Counting Martingales for Measure and Dimension in Complexity Classes
By: John M. Hitchcock, Adewale Sekoni, Hadi Shafei
Potential Business Impact:
Makes computers solve harder problems faster.
This paper makes two primary contributions. First, we introduce the concept of counting martingales and use it to define counting measures, counting dimensions, and counting strong dimensions. Second, we apply these new tools to strengthen previous circuit lower bounds. Resource-bounded measure and dimension have traditionally focused on deterministic time and space bounds. We use counting complexity classes to develop resource-bounded counting measures and dimensions.
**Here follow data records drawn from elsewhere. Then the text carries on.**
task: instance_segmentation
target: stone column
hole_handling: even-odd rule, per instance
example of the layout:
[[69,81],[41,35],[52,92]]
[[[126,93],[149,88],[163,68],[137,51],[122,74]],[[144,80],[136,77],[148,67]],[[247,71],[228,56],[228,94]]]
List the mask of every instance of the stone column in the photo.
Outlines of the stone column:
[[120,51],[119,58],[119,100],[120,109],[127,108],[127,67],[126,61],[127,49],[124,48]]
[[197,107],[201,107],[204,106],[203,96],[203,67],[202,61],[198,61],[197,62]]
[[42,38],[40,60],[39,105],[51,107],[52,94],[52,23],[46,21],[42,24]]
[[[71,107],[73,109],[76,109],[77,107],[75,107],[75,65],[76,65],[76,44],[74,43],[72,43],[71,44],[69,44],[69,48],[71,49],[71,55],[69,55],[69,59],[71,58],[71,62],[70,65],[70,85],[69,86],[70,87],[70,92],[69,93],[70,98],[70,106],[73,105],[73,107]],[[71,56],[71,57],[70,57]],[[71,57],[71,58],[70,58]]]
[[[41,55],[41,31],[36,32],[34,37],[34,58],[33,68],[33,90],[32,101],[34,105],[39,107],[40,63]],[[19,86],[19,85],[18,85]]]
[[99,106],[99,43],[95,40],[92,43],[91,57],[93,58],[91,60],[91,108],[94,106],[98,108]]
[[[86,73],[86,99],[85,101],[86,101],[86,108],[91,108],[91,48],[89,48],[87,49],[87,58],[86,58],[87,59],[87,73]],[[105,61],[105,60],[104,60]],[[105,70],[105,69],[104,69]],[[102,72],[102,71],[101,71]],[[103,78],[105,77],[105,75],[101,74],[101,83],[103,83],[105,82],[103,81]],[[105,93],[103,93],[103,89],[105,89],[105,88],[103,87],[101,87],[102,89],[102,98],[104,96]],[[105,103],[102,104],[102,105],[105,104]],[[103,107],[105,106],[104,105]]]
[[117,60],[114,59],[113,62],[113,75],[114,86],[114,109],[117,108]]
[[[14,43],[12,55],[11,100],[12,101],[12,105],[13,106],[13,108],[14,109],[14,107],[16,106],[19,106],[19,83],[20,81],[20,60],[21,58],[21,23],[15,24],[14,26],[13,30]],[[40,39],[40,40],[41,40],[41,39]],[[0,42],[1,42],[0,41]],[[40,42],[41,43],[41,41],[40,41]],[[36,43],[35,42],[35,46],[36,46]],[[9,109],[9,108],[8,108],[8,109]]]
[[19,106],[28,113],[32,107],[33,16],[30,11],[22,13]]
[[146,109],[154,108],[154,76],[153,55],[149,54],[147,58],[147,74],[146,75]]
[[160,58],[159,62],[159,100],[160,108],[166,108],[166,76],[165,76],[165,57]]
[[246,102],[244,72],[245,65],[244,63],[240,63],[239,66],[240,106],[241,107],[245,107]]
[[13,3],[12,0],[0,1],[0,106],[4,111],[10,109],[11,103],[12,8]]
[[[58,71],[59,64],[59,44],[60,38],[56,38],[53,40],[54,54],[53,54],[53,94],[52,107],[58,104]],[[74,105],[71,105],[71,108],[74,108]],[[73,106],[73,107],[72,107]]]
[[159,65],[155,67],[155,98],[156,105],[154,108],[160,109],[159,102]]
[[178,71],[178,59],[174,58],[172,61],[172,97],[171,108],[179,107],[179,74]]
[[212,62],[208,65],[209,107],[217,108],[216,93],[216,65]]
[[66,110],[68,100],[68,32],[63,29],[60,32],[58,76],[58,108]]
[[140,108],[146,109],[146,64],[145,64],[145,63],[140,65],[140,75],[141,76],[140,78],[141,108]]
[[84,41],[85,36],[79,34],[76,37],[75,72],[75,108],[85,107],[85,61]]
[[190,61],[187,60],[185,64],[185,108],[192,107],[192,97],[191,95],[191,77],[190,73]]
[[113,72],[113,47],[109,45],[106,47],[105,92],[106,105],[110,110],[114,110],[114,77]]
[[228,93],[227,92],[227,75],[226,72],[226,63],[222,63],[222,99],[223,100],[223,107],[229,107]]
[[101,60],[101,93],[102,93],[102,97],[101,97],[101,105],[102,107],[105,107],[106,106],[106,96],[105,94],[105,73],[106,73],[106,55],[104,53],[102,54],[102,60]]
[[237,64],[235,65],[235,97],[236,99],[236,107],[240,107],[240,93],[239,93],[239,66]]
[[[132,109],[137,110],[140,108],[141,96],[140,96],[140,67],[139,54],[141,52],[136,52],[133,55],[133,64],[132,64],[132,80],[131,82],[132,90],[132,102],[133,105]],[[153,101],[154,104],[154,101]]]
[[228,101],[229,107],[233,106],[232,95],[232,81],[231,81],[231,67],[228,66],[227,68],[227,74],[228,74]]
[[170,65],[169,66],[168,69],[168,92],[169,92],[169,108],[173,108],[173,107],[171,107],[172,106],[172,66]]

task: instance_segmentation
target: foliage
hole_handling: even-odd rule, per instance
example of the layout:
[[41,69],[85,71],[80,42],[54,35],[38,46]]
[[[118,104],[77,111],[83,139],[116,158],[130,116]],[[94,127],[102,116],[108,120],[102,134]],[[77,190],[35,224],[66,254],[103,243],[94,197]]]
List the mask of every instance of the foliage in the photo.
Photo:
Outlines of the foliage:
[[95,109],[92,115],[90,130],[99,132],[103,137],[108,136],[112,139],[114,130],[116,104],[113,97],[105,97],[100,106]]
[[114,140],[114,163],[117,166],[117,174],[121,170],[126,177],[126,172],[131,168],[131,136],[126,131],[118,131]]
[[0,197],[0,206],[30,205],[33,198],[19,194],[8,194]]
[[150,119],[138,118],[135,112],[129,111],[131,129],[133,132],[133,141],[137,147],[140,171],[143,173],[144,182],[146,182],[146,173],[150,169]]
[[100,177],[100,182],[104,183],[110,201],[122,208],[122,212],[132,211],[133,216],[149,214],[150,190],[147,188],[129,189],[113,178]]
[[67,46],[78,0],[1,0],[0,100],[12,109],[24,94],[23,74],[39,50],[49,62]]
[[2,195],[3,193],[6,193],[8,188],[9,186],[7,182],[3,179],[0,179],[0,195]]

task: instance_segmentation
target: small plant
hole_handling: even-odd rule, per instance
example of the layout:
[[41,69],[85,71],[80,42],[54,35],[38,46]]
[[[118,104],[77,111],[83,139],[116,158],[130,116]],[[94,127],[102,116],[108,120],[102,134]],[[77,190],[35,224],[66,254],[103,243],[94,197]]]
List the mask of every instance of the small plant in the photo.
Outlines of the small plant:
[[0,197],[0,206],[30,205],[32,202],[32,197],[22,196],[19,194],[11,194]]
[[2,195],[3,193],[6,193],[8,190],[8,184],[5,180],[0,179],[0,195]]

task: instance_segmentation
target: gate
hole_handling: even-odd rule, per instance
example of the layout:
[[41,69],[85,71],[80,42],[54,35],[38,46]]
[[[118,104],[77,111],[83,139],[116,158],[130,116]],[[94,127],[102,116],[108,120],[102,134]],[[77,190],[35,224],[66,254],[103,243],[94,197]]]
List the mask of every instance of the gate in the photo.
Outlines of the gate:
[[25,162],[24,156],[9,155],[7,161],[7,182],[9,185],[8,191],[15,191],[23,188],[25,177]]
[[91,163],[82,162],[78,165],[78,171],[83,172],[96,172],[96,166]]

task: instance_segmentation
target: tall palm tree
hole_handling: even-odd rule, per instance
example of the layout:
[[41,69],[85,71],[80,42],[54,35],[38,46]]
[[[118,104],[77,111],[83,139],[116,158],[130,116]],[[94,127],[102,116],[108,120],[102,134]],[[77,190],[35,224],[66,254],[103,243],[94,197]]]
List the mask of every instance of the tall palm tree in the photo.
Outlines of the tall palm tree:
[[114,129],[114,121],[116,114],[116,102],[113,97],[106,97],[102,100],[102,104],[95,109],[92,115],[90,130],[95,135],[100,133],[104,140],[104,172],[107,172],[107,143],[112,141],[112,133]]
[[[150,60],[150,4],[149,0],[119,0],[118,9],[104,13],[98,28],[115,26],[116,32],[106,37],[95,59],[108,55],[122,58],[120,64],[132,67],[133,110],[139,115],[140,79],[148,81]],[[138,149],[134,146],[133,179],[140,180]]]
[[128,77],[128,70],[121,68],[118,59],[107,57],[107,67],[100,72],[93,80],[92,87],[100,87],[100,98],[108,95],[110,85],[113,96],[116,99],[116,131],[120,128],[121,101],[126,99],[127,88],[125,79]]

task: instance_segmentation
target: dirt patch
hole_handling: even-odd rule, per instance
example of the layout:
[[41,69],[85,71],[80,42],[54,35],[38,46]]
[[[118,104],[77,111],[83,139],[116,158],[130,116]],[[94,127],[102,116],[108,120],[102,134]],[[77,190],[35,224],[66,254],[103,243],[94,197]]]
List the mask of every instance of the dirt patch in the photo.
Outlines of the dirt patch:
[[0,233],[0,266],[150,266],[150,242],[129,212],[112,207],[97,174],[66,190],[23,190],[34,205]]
Counting martingales are constructed using functions from the #P, SpanP, and GapP complexity classes. We show that counting martingales capture many martingale constructions in complexity theory. The resulting counting measures and dimensions are intermediate in power between the standard time-bounded and space-bounded notions, enabling finer-grained analysis where space-bounded measures are known, but time-bounded measures remain open. For example, we show that BPP has #P-dimension 0 and BQP has GapP-dimension 0. As our main application, we improve circuit-size lower bounds. Lutz (1992) strengthened Shannon's classic $(1-\epsilon)\frac{2^n}{n}$ lower bound (1949) to PSPACE-measure, showing that almost all problems require circuits of size $\frac{2^n}{n}\left(1+\frac{\alpha \log n}{n}\right)$, for any $\alpha < 1$. We extend this result to SpanP-measure, with a proof that uses a connection through the Minimum Circuit Size Problem (MCSP) to construct a counting martingale. Our results imply that the stronger lower bound holds within the third level of the exponential-time hierarchy, whereas previously, it was only known in ESPACE. We study the #P-dimension of classical circuit complexity classes and the GapP-dimension of quantum circuit complexity classes. We also show that if one-way functions exist, then #P-dimension is strictly more powerful than P-dimension.